Me he venido hasta Cádiz para escurrirme al sol y pintar una luna en mi ventana. Como una sopa azul y deslumbrante, se riza y se desliza, juega el mar en su plato. Aún hay restos de brumas y bengalas en la ceja enarcada del paseo, y al fondo, muy al fondo, entre las comisuras de la brisa, se fruncen las casitas de colores, la cúpula dorada, y se alza una ciudad tan tierna y viva, que casi es una luz, de puro blanca. Se da cita en la playa la espuma de las olas. Es un oro fundido la marina, y una vela le sirve al horizonte mi corazón en una cartulina.

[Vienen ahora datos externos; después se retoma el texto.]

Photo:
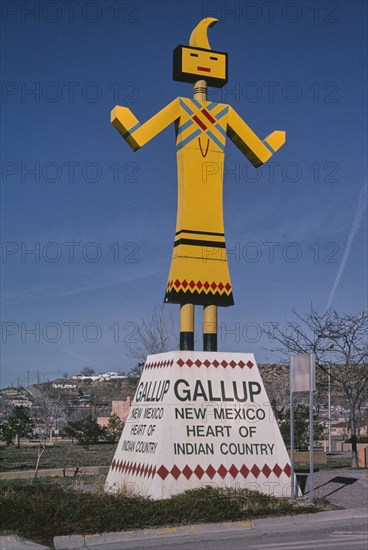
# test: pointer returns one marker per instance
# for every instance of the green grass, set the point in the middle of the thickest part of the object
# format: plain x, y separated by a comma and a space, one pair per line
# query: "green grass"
58, 456
65, 511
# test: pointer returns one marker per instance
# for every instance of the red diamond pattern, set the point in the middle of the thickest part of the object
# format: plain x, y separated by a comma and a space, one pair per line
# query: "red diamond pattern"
187, 472
222, 471
244, 471
255, 470
163, 472
233, 471
159, 364
210, 471
175, 472
199, 471
149, 471
216, 287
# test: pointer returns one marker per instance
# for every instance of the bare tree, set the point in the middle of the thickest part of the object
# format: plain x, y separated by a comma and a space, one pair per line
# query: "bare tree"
340, 343
155, 335
44, 413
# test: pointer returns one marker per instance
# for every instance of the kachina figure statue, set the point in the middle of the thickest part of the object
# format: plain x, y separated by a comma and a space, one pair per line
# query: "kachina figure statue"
199, 272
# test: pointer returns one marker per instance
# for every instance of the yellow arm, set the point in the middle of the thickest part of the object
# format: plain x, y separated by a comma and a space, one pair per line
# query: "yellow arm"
137, 134
257, 151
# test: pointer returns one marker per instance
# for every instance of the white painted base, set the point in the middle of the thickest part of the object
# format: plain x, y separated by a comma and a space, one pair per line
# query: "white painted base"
200, 418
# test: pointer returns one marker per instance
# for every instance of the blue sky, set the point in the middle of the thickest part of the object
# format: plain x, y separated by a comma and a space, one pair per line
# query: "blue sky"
101, 219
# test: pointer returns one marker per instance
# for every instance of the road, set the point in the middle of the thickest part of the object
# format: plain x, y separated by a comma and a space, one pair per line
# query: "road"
333, 534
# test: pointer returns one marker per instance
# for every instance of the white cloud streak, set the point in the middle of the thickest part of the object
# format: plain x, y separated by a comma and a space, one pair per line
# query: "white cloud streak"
359, 213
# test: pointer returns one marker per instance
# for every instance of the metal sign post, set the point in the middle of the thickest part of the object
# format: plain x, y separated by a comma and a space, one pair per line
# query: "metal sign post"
302, 378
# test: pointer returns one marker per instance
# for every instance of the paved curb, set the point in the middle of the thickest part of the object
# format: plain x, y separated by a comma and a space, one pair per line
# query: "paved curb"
54, 472
13, 542
81, 541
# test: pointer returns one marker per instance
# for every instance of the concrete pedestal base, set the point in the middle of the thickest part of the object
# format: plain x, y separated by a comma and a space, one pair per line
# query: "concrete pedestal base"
200, 418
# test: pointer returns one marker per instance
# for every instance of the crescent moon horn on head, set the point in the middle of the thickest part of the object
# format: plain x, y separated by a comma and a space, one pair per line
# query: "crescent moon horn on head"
198, 38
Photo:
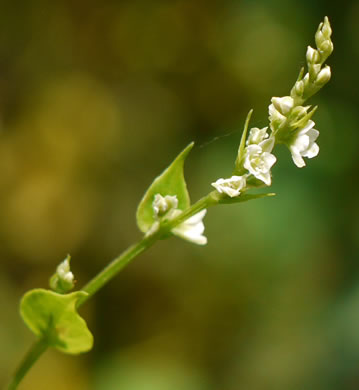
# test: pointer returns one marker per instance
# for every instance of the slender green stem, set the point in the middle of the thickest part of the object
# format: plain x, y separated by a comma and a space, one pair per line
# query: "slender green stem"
116, 265
109, 272
37, 349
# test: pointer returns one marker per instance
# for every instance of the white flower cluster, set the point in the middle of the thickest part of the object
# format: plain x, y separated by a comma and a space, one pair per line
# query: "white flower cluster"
301, 141
257, 160
191, 230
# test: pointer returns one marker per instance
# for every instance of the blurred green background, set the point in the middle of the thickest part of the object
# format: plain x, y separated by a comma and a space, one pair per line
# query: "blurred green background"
96, 98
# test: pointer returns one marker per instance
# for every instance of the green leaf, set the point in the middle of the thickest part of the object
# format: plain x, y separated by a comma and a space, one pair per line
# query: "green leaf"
170, 182
53, 317
243, 198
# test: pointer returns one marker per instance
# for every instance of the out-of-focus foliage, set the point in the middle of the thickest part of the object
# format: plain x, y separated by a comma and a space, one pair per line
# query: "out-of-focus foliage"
96, 99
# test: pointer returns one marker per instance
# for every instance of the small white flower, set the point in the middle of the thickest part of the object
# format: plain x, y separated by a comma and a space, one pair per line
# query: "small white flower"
162, 204
258, 160
312, 55
304, 144
283, 104
257, 135
64, 273
323, 76
231, 187
278, 110
192, 229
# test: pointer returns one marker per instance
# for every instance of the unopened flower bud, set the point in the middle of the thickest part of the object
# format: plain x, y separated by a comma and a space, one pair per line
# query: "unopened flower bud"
63, 279
313, 56
298, 89
323, 76
162, 204
283, 104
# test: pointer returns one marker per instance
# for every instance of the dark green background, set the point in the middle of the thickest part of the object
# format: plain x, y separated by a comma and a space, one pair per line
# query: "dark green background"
96, 98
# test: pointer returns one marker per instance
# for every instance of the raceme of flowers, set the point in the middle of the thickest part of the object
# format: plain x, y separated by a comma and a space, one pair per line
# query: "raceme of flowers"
290, 123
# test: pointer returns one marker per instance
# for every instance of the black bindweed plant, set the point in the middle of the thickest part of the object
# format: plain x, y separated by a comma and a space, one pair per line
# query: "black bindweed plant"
166, 210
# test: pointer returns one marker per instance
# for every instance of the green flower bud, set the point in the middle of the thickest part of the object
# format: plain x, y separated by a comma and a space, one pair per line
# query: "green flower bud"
323, 76
63, 279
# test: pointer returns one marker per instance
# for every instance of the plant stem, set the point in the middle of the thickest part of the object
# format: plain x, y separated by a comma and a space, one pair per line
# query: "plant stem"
116, 265
108, 273
37, 349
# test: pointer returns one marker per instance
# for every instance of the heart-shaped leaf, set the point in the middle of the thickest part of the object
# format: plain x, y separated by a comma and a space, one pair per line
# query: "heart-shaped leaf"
170, 182
53, 317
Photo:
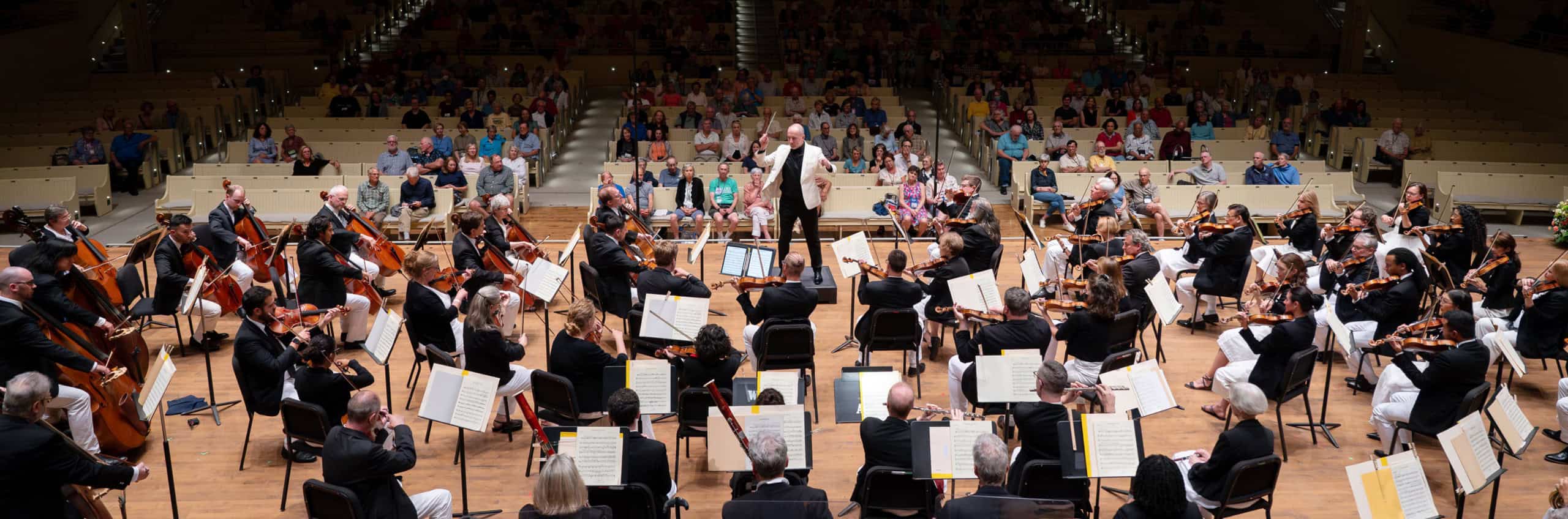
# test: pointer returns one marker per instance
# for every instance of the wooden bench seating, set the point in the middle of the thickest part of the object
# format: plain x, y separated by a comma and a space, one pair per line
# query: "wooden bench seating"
91, 184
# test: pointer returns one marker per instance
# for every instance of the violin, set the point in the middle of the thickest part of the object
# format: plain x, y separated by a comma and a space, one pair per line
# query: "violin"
1373, 284
750, 283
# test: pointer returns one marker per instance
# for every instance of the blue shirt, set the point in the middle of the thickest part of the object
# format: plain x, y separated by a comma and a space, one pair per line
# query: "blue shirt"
1286, 141
421, 192
127, 146
1202, 132
491, 144
443, 144
1286, 176
1014, 146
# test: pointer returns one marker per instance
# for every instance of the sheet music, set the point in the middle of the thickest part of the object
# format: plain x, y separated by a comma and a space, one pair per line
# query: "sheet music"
1031, 267
653, 383
162, 374
701, 242
545, 280
976, 292
458, 397
941, 450
1341, 333
1166, 305
874, 392
600, 454
785, 381
1007, 377
1470, 452
673, 317
853, 247
963, 438
1395, 487
383, 334
1509, 419
571, 245
1112, 444
194, 291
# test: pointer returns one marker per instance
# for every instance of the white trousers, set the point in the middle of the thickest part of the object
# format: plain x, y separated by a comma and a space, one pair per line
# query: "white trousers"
1360, 336
1188, 295
521, 381
79, 413
358, 316
760, 220
752, 330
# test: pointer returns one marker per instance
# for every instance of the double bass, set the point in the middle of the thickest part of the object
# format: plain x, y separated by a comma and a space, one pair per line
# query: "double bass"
262, 255
382, 250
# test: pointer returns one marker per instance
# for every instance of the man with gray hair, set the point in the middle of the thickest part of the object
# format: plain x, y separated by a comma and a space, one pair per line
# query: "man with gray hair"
990, 455
38, 458
769, 457
29, 350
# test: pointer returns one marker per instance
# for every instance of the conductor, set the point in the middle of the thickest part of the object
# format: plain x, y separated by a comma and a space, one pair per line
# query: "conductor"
793, 179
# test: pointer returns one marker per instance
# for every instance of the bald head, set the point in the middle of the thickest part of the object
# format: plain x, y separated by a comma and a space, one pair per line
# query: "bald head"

En la Plaza de España, la libertad recuerda que tuvo aquí su cuna, su musgo, su cimiento. Nombres que fueron hombres. A tres pasos del cielo y a dos de la Alameda, siguen ellos, hoy mármol, librando su batalla. Muy pronto hará dos siglos de aquel “viva la Pepa” que pudo haber cambiado el color de las rosas y salvado a esta patria de tantos laberintos. Con sus dulces jardines tropicales, su adusto baluarte, su arquitectura estrecha y rumorosa donde ya tiene calle Antonio Burgos, y plaza la verdad y el mentidero, Cádiz es una taza que rebosa.
Ya le he dicho al Vitorio que estoy enamorada de esta ciudad lejana, suspendida de un puente. Ya le he dicho a mi voz que no se muera lejos de esta vibrante caracola. Que yo quiero quebrarme como, bajo el levante, las palmeras, y ponerme color de caramelo, y ver cómo se mecen, sobre un mástil erguido, las gaviotas, y enjuagarme los ojos, que los tengo cansados, en el agua de Cádiz, y en su boca. Si mi alma fuera libre como el cuplé del viento, yo sé que se vendría desde cualquier orilla del planeta a bañarse desnuda en la Caleta y a cruzar sin retorno la Bahía.